July 2006
Marthand Nookala
Dan Murray
Ken Keller
Following Colin Bennett’s presentation, the session turned to the perspectives of the three panelists. Marthand Nookala described the federal government’s Vehicle Infrastructure Integration (VII) initiative, “a communication network…between vehicles and roadside infrastructure” that aims to improve safety. When in place, the system will collect a multitude of data. Who owns that information, and how will it be used? A working group with representatives from the USDOT, 10 state DOTs, the National Association of County Engineers, and manufacturers are defining nine privacy principles for the initiative. “The fundamental philosophy,” he said, “is that personal information should be acquired, disclosed, and used only in ways that protect the privacy of individuals.” The group is also developing seven categories of privacy limits on uses.

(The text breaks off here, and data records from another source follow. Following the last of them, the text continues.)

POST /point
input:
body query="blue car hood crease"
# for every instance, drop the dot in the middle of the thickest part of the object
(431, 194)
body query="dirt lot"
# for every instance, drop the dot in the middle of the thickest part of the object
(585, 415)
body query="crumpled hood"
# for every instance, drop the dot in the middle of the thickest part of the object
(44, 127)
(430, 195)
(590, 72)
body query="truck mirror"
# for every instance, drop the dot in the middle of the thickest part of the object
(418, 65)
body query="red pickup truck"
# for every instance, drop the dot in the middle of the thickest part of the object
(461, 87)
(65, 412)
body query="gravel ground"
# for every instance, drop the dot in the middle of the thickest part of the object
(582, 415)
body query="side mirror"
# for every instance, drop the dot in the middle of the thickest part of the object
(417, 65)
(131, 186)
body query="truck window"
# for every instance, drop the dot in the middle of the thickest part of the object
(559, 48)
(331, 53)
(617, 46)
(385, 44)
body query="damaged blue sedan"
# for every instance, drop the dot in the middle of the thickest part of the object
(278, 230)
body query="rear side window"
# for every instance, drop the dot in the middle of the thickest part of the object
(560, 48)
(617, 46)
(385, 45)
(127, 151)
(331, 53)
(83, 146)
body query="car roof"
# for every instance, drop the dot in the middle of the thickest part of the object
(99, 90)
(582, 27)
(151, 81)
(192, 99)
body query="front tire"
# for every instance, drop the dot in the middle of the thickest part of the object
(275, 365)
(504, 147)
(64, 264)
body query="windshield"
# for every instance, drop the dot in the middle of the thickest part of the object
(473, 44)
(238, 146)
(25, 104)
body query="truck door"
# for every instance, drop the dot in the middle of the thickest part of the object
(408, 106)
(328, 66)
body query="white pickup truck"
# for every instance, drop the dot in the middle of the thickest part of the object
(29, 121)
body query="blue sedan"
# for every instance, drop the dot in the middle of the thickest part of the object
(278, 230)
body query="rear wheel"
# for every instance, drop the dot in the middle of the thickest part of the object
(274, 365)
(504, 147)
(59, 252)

Dan Murray said the private sector has three main concerns regarding data privacy: (1) civil litigation; (2) sensitive and proprietary information; and (3) the lack of controls to prevent data used by government and researchers from finding its way back to his first two concerns. Industry policy and protocols aren’t sufficient, as the vast majority of companies outed recently all had privacy policies in place. “Enron, Tyco, and MCI were all responsible for self-regulation,” he noted. Privacy discussions need to be moved out of the courtroom and into legislatures and the Congress. “The United States is so far behind [in] developing a national sense of policy, we’ve essentially punted,” he said. “We need to catch up to other countries.”
Ken Keller said the first thing to keep in mind is that expectations about privacy and public space keep changing. For example, a party-line telephone—a “public” space—was replaced by “private” lines, which are now complemented by cell phones and e-mail that are more accessible by others. “The problem is that the boundary between public and private is being driven primarily by technology,” he said, “not by anyone’s normative idea.”
Keller also asserted that Americans and Europeans have much different views of privacy. In Europe, the greatest concern is toward private organizations; in the United States, it is the fear of government. “That is the problem: we don’t trust the organization that would put [privacy policy] in place,” he said. “This leads to why we don’t have a national policy and leaves us with the enormous chaos that we have.”
This historic distrust may also explain why Americans complain more about red-light cameras at intersections than surveillance cameras at gas stations, Keller noted. To gain trust, he encouraged government organizations to clearly communicate their policies, follow their own rules, and stress the public benefit of the data collection.